README.md · neuralmagic/CLIP-ViT-B-32-256x256-DataComp-s34B-b86K-ds at main

metadata

pipeline_tag: zero-shot-classification
base_model: laion/CLIP-ViT-B-32-256x256-DataComp-s34B-b86K
inference: false
tags:
  - deepsparse

This is an unoptimized, exported version of https://huggingface.co/laion/CLIP-ViT-B-32-256x256-DataComp-s34B-b86K that is ready to use with DeepSparse. It achieves 95.7% zero-shot top-1 accuracy on Imagenette.

Notebook for basic usage: Notebook for Imagenette evaluation:

Setup for usage

First, install DeepSparse with extensions for CLIP:

pip install deepsparse-nightly[clip]>=1.7.0.20231210

Download some test images of a church, a dog, and elephants:

wget -O basilica.jpg https://raw.githubusercontent.com/neuralmagic/deepsparse/main/src/deepsparse/yolo/sample_images/basilica.jpg
wget -O buddy.jpeg https://raw.githubusercontent.com/neuralmagic/deepsparse/main/tests/deepsparse/pipelines/sample_images/buddy.jpeg
wget -O thailand.jpg https://raw.githubusercontent.com/neuralmagic/deepsparse/main/src/deepsparse/yolact/sample_images/thailand.jpg

For this model there is a second input that is the length of tokens, so run this input override code before making a text pipeline:

import numpy as np
from deepsparse.clip import CLIPTextPipeline

def custom_process_inputs(self, inputs):
    if not isinstance(inputs.text, list):
        inputs.text = [inputs.text]
    if not isinstance(inputs.text[0], str):
        return inputs.text
    tokens = [np.array(t).astype(np.int32) for t in self.tokenizer(inputs.text)]
    tokens = np.stack(tokens, axis=0)
    tokens_lengths = np.array(tokens.shape[0] * [tokens.shape[1] - 1])
    return [tokens, tokens_lengths]

# This overrides the process_inputs function globally for all CLIPTextPipeline classes
CLIPTextPipeline.process_inputs = custom_process_inputs

Text embedding pipeline

Here is an example of how to create and use a DeepSparse pipeline for text embeddings.

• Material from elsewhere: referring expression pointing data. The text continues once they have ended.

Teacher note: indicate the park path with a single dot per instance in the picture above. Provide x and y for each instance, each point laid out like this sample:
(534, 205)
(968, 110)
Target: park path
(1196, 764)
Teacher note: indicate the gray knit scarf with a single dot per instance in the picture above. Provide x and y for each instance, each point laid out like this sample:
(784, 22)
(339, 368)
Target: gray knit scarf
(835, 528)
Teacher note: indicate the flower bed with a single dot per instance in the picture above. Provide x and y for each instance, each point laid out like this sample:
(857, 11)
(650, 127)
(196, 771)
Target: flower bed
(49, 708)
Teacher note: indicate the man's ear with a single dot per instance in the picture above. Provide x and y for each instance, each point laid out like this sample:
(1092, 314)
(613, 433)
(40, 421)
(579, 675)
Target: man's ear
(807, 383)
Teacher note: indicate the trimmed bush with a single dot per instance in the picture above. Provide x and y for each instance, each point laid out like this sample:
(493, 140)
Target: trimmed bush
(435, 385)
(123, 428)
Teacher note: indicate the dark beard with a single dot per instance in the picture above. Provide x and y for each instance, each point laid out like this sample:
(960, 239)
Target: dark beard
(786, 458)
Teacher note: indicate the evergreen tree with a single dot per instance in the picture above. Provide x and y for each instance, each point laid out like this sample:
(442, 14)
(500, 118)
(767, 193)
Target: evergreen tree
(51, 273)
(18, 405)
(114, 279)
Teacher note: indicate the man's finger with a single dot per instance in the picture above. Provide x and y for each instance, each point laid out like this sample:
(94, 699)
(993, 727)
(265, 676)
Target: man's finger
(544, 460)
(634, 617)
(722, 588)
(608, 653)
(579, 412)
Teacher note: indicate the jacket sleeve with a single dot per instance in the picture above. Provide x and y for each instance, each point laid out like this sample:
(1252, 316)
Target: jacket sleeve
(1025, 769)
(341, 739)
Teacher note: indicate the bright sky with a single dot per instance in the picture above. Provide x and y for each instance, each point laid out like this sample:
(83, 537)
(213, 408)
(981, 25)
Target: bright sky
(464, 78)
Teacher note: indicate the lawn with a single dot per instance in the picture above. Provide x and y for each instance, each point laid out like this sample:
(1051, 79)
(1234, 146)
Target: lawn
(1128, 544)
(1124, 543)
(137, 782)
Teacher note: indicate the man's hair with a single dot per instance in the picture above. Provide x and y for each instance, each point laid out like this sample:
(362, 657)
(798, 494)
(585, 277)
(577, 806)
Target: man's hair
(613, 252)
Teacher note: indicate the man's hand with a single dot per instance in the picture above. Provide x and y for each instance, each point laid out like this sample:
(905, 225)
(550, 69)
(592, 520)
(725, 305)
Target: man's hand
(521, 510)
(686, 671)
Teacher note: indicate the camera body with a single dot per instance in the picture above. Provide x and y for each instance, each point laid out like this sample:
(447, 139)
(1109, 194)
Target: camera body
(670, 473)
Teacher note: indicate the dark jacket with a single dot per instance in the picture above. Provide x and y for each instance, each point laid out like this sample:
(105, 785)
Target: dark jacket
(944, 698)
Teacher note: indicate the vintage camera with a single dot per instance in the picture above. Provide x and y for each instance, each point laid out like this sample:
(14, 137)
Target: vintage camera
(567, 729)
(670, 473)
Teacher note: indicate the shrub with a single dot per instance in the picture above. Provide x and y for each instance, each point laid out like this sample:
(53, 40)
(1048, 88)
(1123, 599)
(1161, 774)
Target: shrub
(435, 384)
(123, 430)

from deepsparse import Pipeline
from huggingface_hub import snapshot_download

# Download the model from HF
model_folder = snapshot_download(repo_id="neuralmagic/CLIP-ViT-B-32-256x256-DataComp-s34B-b86K-quant-ds")

text_embed_pipeline = Pipeline.create(task="clip_text", model_path=model_folder + "/textual.onnx")

text = ["ice cream", "an elephant", "a dog", "a building", "a church"]

embeddings = text_embed_pipeline(text=text).text_embeddings
for i in range(len(embeddings)):
    print(embeddings[i].shape)
    print(embeddings[i])

Image embedding pipeline

Here is an example of how to create and use a DeepSparse pipeline for image embeddings.

from deepsparse import Pipeline
from huggingface_hub import snapshot_download

# Download the model from HF
model_folder = snapshot_download(repo_id="neuralmagic/CLIP-ViT-B-32-256x256-DataComp-s34B-b86K-quant-ds")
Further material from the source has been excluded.